POST /sentence/splitter

{
  "string": "Michael Jeffrey Jordan dilahirkan di Brooklyn, New York, Amerika Serikat, pada 17 Februari 1963 adalah pemain bola basket profesional asal Amerika. Michael Jordan merupakan pemain terkenal di dunia dalam cabang olahraga itu. Setidaknya ia enam kali merebut kejuaraan NBA bersama kelompok Chicago Bulls (1991-1993, 1996-1998). Ia memiliki tinggi badan 198 cm dan merebut gelar pemain terbaik."
}

Response:

{
  "status": "success",
  "data": [
    "Michael Jeffrey Jordan dilahirkan di Brooklyn, New York, Amerika Serikat, pada 17 Februari 1963 adalah pemain bola basket profesional asal Amerika .",
    "Michael Jordan merupakan pemain terkenal di dunia dalam cabang olahraga itu .",
    "Setidaknya ia enam kali merebut kejuaraan NBA bersama kelompok Chicago Bulls (1991-1993, 1996-1998) .",
    "Ia memiliki tinggi badan 198 cm dan merebut gelar pemain terbaik ."
  ]
}

Word2Vec Nearest Words

Request:

POST /word2vec/nearestwords

{
  "string": "mobil",
  "n": 10
}

Response:

{
  "status": "success",
  "data": [
    "motor",
    "dikendarai",
    "sepeda",
    "truk",
    "motornya",
    "mengemudikan",
    "mobil-mobil",
    "mobilnya",
    "mengendarai",
    "pengemudi"
  ]
}

Word2Vec Arithmetic

Request:

POST /word2vec/arithmetic

{
  "first_string": "serang",
  "second_string": "malang",
  "third_string": "surabaya",
  "n": 10
}

Response:

{
  "status": "success",
  "data": [
    "serang",
    "lebak",
    "puloampel",
    "keserangan",
    "bogor",
    "waringinkurung",
    "jawilan",
    "cianjur",
    "garut",
    "padarincang"
  ]
}

Word2Vec Similarity

Request:

POST /word2vec/similarity

{
  "first_string": "sore",
  "second_string": "petang"
}

Response:

{
  "status": "success",
  "data": 0.7748607993125916
}

License

All files in libs and resource directories are the property of Dr. Eng. Ayu Purwarianti, ST.,MT., et al and not part of the license below (Apache License, Version 2.0).

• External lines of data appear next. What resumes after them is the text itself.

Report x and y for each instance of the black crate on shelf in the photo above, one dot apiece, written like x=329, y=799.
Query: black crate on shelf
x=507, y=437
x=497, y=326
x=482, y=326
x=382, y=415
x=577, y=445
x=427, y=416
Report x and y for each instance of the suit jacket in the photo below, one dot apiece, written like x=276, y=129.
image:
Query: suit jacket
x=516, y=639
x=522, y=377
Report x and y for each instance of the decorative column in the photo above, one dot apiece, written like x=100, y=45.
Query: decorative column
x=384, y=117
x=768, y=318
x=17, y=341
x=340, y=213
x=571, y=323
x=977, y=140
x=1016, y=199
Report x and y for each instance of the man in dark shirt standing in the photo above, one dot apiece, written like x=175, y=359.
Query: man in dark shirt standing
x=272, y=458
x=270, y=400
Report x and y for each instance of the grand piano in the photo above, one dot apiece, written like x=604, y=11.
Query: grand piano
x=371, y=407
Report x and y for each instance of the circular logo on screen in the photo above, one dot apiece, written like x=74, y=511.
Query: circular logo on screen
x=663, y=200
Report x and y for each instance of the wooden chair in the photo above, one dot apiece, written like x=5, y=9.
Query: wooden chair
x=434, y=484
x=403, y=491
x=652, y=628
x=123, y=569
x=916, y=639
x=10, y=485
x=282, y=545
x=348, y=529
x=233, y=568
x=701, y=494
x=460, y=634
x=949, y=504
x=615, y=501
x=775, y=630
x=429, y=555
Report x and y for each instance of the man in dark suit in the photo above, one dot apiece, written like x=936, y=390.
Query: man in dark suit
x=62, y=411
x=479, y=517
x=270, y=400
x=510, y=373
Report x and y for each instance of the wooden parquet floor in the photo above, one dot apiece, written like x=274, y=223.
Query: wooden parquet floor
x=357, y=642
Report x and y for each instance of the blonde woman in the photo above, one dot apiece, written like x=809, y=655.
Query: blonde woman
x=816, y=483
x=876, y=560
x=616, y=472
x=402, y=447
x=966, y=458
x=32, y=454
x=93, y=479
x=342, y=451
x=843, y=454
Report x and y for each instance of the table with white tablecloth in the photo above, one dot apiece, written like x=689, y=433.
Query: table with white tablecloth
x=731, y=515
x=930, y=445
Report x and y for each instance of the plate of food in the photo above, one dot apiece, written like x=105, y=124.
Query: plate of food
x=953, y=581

All other custom codes made by Panggi Libersa Jasri Akadol are licensed under the Apache License, Version 2.0 (the "License"); you may not use this project except in compliance with the License. You may obtain a copy of the License at http://www.apache.org/licenses/LICENSE-2.0.

Unless required by applicable law or agreed to in writing, software distributed under the License is distributed on an "AS IS" BASIS, WITHOUT WARRANTIES OR CONDITIONS OF ANY KIND, either express or implied. See the License for the specific language governing permissions and limitations under the License.